Quant aux illustrations, elles possèdent un charme suranné qui m’a semblé en adéquation avec l’époque. Les traits se révèlent toujours très expressifs, permettant aux lecteurs de partager des émotions qui sont généralement pudiquement effleurées, et les détails architecturaux travaillés avec minutie. De par sa douceur et ses teintes me rappelant mes albums d’enfant, le travail de colorisation m’a d’abord étonnée avant de me séduire.

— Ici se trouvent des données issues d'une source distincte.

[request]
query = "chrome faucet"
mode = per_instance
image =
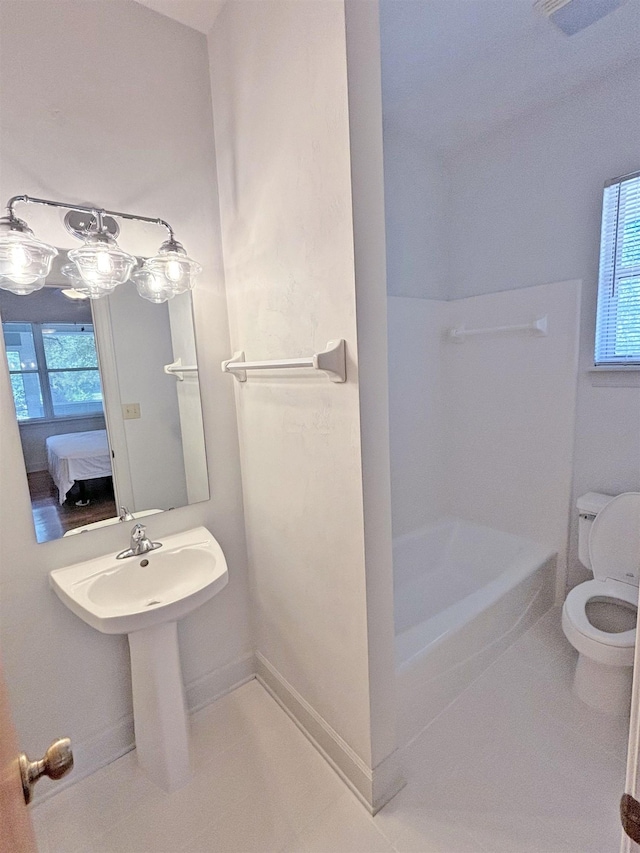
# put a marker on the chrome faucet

Je l’ai trouvé agréable et parfait pour nous rappeler que ces pages retracent le destin d’une famille à partir, entre autres, des souvenirs d’enfance d’un homme qui a trouvé le courage de partager son histoire. Les couleurs et le trait offrent, en outre, un décalage intéressant avec la dureté du contexte historique.

En conclusion, si le thème de la Seconde Guerre mondiale vous intéresse, je ne peux que vous inviter à découvrir cette BD qui nous y fait entrer de plain-pied grâce à l’histoire vraie d’un enfant et de sa famille qui vont être confrontés à l’antisémitisme, aux préjugés, aux injustices et aux dangers de la guerre, mais aussi découvrir, grâce au village du Chambon-sur-Lignon et à ses habitants, la solidarité, l’entraide et la bienveillance. Une BD à partager pour ne jamais oublier et mettre en lumière des héros ordinaires qui ont accompli l’extraordinaire…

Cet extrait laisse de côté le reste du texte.